Figure 5. Comparing the temperature difference $\Delta T = T_{KULL} - T_{QPDE}$ versus position $z$ for the QPDE and KULL ICF simulations for the NMWP. We use the temperature difference $\Delta T = T_{KULL} - T_{QPDE}$ versus position $z$ as a direct measure of the disagreement between the QPDE and KULL ICF simulation results. The solid curve gives the temperature difference $\Delta T$ for the matter field, and the dashed curve gives $\Delta T$ for the radiation. (a) Plots $\Delta T$ for a grid with $M=101$ grid points; (b) for $M=201$; and (c) for $M=401$. We see that the difference in the radiation and matter thermal front speeds noted in figure 4 causes a systematic increase in $\Delta T$ with time as the KULL thermal fronts move slightly faster than the QPDE thermal fronts, thus getting further and further ahead of the QPDE thermal fronts with time.
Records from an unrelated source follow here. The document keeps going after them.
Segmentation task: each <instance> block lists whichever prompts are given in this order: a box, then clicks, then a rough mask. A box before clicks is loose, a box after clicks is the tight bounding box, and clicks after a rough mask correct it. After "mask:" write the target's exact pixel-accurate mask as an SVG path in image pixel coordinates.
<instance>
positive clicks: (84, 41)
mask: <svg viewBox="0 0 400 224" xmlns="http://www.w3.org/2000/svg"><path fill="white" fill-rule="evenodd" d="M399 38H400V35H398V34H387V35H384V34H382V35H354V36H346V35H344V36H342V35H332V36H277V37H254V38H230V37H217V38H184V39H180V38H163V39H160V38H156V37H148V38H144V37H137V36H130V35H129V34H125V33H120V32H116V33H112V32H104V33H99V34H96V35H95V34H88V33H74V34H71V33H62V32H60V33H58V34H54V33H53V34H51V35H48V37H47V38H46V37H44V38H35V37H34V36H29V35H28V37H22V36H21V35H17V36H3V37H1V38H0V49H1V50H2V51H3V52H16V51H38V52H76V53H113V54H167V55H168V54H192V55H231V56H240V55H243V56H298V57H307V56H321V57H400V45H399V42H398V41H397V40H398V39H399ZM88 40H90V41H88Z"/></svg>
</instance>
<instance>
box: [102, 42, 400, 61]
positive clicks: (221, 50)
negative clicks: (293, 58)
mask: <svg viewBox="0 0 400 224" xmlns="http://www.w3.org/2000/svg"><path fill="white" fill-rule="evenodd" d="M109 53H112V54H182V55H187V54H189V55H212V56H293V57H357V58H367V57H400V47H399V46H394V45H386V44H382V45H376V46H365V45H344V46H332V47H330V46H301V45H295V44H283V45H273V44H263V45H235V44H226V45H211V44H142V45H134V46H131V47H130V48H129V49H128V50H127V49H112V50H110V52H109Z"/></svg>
The effect is seen to be largest for the grid with $M=101$, to be much less for the grid with $M=201$ and much, much less for the grid with $M=401$. This suggests that the difference in thermal front speeds between the two simulations, and consequently, their discrepancy $\Delta T$, is an artefact of the grid size that would appear to go to zero in the continuum limit.